Of course video footage also shows people who are not amused. Sometimes we see stony silence – especially when Duterte takes on God and religion (and his ratings plummet). 

But because the more common reaction to his ribald jokes is laughter, it reinforces the behavior. Rape jokes pa more!

Rosales and women’s groups worry that such statements from the President and commander-in-chief sends the wrong message. She blames the culture that greets such behavior from the President with a wink-wink for the case of the Manila policeman, for example, who raped a 15-year-old in exchange for the release of her parents whom he had arrested on drug charges. Publicly berated by Metro Manila police chief Guillermo Eleazar, the cop, Eduardo Valencia, explained that it was the “kalakaran” or SOP in the police. Which made Eleazar go even more ballistic. I was a crime reporter for four years and I can say with certainty that it wasn’t the kalakaran at the time.
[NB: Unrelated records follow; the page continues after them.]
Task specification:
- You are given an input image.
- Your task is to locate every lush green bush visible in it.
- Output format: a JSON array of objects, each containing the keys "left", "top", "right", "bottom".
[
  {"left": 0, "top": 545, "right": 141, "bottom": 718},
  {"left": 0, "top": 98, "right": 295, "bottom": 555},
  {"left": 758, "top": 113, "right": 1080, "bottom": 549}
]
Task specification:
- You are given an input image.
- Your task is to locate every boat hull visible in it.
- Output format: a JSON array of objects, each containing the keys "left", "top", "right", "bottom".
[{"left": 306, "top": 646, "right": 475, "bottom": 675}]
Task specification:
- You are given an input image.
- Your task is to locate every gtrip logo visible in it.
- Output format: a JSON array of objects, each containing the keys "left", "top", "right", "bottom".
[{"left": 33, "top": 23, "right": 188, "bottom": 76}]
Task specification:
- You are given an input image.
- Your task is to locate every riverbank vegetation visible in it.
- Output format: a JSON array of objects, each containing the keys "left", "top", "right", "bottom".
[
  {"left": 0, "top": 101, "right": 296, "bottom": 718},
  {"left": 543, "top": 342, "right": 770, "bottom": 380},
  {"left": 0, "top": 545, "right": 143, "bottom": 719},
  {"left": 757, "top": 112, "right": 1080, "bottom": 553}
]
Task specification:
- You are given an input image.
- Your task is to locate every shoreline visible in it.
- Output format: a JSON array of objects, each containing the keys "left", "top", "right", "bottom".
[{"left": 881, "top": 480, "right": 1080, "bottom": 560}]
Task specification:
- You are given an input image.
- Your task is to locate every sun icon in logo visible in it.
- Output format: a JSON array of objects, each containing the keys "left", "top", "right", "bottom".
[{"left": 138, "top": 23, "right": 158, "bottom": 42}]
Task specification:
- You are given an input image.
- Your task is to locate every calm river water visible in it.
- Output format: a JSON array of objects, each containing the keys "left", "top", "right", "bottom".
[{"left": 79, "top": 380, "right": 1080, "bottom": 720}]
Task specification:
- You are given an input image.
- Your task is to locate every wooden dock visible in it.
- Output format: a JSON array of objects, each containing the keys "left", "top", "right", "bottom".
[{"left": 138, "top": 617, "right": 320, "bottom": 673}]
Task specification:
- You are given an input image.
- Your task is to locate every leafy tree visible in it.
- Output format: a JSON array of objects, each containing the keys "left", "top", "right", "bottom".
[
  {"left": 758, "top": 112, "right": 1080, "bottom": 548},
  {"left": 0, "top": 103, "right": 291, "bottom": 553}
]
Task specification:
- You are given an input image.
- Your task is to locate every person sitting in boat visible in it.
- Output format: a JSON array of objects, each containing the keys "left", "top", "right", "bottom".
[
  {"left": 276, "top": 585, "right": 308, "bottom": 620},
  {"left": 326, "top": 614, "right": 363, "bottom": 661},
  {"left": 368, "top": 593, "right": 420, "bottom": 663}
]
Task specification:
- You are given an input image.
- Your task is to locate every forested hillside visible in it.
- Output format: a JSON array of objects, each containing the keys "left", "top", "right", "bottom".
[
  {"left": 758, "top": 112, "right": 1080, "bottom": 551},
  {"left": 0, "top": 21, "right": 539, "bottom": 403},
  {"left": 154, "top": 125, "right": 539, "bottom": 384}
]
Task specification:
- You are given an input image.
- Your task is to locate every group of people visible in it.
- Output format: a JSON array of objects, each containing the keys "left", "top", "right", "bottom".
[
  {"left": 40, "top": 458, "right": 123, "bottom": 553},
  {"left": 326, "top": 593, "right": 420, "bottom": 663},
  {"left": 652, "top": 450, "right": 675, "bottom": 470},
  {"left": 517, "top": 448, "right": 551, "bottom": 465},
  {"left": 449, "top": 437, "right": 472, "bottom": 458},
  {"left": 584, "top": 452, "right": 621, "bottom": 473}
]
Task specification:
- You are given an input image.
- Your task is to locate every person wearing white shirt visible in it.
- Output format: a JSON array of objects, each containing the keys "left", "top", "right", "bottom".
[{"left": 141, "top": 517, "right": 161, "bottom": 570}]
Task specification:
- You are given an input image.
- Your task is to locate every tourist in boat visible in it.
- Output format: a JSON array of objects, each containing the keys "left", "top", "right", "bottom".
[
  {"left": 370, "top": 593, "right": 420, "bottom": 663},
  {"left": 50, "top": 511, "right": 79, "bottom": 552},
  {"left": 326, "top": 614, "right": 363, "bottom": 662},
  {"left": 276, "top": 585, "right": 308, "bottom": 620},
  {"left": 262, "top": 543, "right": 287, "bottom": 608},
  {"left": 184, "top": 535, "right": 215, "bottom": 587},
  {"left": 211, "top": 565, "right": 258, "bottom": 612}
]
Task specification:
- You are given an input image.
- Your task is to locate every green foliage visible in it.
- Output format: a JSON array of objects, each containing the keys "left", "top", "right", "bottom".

I asked Rosales what she thought of those who argue that Davao City has some of the best regulations and measures to promote the welfare of women (although rape cases are also high), and that Duterte should be judged by his actions rather than his words.

Rosales fumed that words constitute actions. The President’s words are demeaning to women, she stressed, and worse, they can encourage sexual harassment and violence against women – as Valencia has done.

I believe Rivera speaks for many Duterte loyalists when he rolls up his eyes and says, in so many words, that people should lighten up and see a joke for what it is.

Until after our TV show, Rosales and Rivera were still discussing their points of view.

It is said that you can’t teach an old dog new tricks. But we’re not dogs. And after interviewing senatorial candidate Juan Ponce Enrile, still sharp and spry at 94, I don’t consider the 73-year-old Duterte too old to learn. As long as we’re alive, humans are capable of change. Especially the leader and role model of the nation.

Perhaps this President can still surprise us.